Study participants had to be medically stable and considered non-responders (defined as 25% or less improvement of symptoms) to two or more oral antidepressants for the current depressive episode. All adults also had to have recurrent or a single episode of major depressive disorder lasting 2 years or longer according to DSM-5 criteria without psychotic features and an Inventory of Depressive Symptomatology-Clinical rated 30-item (IDS-C30) total score of 34 or more (ranges from 0 to 84).
Prior ketamine or esketamine users were excluded. Other exclusion criteria included non-responsiveness to electroconvulsive therapy for the current episode, vagal nerve or deep brain stimulation for the current episode, medical or anatomical inability to use a nasal spray, moderate or severe substance or alcohol use disorder, and homicidal or suicidal ideation in the prior 6 months.
After screening and randomization, 95 patients received 84 mg esketamine, 86 patients received 56 mg esketamine, and 197 received placebo. About 61% were female, 86.8% were white, and 65.6% were on an antidepressant at screening. Average duration of the current depressive episode was 348.3 weeks.
Baseline MADRS total score averaged 37.3 (ranges from 0 to 60), Clinical Global Impression-Severity score averaged 4.9 (ranges from 1 to 7), mean Patient Health Questionnaire 9 item score was 20 (ranges from 0-27), and mean IDS-C30 score was 45.9.
Prior to study treatment, the screening period lasted up to 7 weeks, which involved a mandatory 2-week drug-free period. The double-blind treatment phase involved twice-weekly treatment sessions for 4 weeks.
By day 28, twice as many participants on esketamine achieved treatment response -- a 50% or more improvement in MADRS score -- compared with placebo (30.5% on 56 mg, 29.2% on 84 mg, and 15.1% on placebo). Also at the end of the trial, more patients who received esketamine monotherapy achieved remission, defined as a MADRS score of 10 or under (14.6%, 21.3%, and 6.5%, respectively).

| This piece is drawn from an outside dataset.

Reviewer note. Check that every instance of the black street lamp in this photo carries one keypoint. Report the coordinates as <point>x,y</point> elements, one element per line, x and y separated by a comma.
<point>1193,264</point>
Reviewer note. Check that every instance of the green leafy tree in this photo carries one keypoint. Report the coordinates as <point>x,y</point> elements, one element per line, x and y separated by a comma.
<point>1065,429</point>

In addition to the 379 participants in the efficacy analysis set who met the prior treatment non-response criteria, another 98 who didn't meet this criteria still received the study medication and were included in the safety analysis. No new safety signals emerged, and no deaths occurred. The most common adverse events during the double-blind phase were nausea (24.8% on either esketamine dose vs 8.4% with placebo), dissociation (24.3% vs 2.8%), dizziness (21.7% vs 7.2%), and headache (19% vs 8.8%).
Based on the data, in July the submission of a supplemental new drug application to the FDA seeking approval for esketamine as a monotherapy for adult treatment-resistant depression.
Disclosures
The study was funded by Janssen.
All officially listed authors reported full-time employment with Janssen.

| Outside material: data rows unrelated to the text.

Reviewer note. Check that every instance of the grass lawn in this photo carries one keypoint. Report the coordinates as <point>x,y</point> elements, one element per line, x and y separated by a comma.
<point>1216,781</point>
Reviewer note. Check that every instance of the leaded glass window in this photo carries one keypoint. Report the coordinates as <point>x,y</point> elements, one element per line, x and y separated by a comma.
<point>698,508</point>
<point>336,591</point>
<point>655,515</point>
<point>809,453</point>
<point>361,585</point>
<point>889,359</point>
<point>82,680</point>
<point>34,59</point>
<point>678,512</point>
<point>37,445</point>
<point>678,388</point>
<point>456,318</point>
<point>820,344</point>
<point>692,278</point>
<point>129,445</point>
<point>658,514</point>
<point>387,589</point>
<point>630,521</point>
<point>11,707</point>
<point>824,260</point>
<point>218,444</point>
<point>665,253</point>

Mattingly disclosed relationships with Janssen, as well as AbbVie, Acadia, Akilli, Alkermes, Angelini, Axsome, Aytu, Biogen, BMS, Boehringer Ingelheim, Cerevel, Corium, Eisai, Ironshore, Intracellular, Livanove, Lumos Labs, Lundbeck, Neurocine, Noven, Otsuka, Redax, Relmada, Revibe, Roche, Sage, Sirona, Sky Therapeutics, Sunovion, Supernus, Takeda, Teva, Tris Pharma, Alto Therapeutics, Avanir, Cingulate, Click Therapeutics, Croium, Emalex, Idorsia, Karuna, Lumos Labs, Medgenics, Neurocrine, NLS Pharma, Sirtsei, and Sumitomo.
Primary Source
Psych Congress
Janik A, et al "Efficacy and safety of esketamine nasal spray as monotherapy in adults with treatment-resistant depression: a randomized, double-blind, placebo-controlled study" Psych Congress 2024; Poster 112.